Retiró los protectores de las miras, dividió el mar en cuatro segmentos separados por los hilos de la cruz, fijó el punto de mira para una distancia de trescientos metros y dejó que su cuerpo se fundiera con el arma hasta constituir una sola pieza. La ola estaba cada vez más próxima. El velero comenzó a levantarse. Hizo girar la boca del cañón hasta que la tuvo apuntando directamente al frente por el costado de babor, y se aseguró de que el potente retroceso no pudiera golpear a Ajaratu.

La proa se inclinó fuertemente. Estaban a media altura de la cresta y seguían subiendo rápidamente, apresurándose para alcanzar la cima antes de que se precipitara sobre ellos. El velero empezó a dar guiñadas sobre las aguas cada vez más agitadas. La superficie de la ola se estaba desintegrando, transformándose en un caos. Ajaratu empujó la rueda del timón ayudándose con una rodilla y la mano sana. El barco se enderezó, sin cesar de subir.

Hardin escuchó el estruendo del
Leviathan
al aplastar su segunda cresta. Luego el velero alcanzó la cima de la ola, el mar se extendió ante ellos y el
Leviathan
llenó la mira del Dragón.

Su proa descomunal se alzaba pesadamente hacia el cáelo. Hardin situó la protuberancia bulbosa en el cruce de los hilos de la mira. Buscó el disparador, apuntando sobre la línea de flotación. El cuadro era perfecto. El monstruo empezaba a encabritarse, dejando al descubierto toda la superficie de su proa prognata.
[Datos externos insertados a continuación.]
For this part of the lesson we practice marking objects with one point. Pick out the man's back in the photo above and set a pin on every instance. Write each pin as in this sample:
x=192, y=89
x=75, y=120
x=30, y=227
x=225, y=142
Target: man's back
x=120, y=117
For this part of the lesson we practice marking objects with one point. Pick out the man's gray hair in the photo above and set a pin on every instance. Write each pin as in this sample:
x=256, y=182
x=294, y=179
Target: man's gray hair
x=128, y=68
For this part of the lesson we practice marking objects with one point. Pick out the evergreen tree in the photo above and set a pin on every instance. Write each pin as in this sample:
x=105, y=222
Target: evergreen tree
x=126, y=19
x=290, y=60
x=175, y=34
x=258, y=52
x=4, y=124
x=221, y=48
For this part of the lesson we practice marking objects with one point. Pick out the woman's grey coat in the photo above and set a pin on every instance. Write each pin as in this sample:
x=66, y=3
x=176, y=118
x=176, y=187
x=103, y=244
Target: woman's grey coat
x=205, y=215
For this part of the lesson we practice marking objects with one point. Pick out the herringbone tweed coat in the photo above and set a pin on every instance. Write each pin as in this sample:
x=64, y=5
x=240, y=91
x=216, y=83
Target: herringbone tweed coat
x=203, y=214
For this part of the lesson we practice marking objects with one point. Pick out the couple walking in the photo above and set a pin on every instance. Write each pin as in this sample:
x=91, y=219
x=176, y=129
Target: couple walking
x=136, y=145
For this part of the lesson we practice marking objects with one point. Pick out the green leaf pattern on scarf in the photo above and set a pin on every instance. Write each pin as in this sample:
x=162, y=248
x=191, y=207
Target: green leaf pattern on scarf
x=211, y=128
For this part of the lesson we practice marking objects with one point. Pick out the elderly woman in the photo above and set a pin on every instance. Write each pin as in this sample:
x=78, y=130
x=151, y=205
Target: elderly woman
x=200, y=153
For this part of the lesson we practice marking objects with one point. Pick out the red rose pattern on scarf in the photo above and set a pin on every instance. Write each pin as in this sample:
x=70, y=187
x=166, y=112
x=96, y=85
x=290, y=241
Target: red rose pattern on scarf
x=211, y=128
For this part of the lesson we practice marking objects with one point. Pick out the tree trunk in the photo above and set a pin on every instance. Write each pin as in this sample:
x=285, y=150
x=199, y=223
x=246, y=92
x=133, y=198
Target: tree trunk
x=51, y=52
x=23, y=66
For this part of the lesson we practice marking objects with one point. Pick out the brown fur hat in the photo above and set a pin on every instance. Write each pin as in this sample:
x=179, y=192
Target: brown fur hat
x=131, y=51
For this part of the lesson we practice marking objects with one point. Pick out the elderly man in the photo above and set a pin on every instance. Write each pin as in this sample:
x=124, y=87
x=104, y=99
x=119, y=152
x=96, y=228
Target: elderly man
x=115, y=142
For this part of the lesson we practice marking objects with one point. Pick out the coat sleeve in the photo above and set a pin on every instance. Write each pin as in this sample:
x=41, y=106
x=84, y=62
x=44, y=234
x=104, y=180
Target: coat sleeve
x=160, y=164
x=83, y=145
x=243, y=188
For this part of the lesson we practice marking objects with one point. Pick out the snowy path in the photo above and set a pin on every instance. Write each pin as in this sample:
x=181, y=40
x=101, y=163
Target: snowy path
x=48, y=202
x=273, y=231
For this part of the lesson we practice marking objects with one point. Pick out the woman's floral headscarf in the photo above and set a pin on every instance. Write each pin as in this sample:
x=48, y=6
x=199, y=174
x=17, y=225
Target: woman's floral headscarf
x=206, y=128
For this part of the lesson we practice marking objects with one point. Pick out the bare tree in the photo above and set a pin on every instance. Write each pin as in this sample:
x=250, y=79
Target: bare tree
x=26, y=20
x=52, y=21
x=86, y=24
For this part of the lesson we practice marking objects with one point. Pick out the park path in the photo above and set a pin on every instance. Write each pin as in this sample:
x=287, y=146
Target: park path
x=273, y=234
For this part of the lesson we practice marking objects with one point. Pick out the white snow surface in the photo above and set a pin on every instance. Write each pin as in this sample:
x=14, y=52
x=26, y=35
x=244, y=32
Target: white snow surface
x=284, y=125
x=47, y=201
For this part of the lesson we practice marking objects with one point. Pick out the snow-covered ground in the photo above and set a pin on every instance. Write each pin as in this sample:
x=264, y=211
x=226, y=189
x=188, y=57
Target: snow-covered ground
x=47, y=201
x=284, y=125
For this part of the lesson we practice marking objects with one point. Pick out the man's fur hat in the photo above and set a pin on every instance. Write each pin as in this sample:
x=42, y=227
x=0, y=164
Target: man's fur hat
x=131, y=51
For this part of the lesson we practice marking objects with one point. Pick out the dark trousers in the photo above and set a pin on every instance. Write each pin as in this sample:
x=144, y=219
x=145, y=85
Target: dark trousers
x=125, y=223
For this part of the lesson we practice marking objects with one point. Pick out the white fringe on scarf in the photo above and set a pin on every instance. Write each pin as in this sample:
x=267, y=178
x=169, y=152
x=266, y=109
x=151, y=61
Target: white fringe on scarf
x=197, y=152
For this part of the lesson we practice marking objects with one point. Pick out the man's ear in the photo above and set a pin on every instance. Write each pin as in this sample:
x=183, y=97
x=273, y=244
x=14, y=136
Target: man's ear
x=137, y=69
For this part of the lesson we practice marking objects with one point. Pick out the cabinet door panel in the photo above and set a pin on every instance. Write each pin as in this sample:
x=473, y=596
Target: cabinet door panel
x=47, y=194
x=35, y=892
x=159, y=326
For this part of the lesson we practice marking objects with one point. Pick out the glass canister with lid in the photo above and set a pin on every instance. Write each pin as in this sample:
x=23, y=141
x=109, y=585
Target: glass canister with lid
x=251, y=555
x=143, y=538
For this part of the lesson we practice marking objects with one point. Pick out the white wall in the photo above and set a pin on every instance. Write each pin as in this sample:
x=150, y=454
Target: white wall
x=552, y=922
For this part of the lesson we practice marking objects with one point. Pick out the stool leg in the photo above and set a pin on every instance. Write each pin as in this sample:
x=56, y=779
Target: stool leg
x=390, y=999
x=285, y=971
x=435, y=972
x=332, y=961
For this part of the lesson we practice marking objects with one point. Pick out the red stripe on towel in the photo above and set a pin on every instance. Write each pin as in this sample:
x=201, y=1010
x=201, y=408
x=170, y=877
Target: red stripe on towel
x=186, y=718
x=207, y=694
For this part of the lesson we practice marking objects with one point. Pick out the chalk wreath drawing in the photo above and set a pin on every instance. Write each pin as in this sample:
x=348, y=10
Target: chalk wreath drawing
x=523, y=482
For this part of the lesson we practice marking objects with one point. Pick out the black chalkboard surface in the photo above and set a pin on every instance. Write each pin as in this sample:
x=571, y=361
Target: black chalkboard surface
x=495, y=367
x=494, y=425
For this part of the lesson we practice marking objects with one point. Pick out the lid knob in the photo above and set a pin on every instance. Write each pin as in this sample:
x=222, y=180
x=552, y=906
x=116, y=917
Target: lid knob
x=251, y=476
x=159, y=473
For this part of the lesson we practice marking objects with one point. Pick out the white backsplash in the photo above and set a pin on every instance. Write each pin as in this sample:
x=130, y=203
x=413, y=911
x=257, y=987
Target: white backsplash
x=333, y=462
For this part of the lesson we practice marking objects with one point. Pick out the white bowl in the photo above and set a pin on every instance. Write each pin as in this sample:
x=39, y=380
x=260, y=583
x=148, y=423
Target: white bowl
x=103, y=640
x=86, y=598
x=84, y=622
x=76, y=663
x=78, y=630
Ajaratu profirió un grito de alerta.

La masa negra que cubría las miras de Hardin se trocó en un gris lechoso. Una segunda cresta deshilachada trepó por encima de la primera, derramó toneladas de agua de mar encima del velero y lo derribó sobre la cubierta. El Dragón empezó a girar incontrolado y la boca del cañón le golpeó la sien justo antes de que quedara sumergido bajo el agua helada.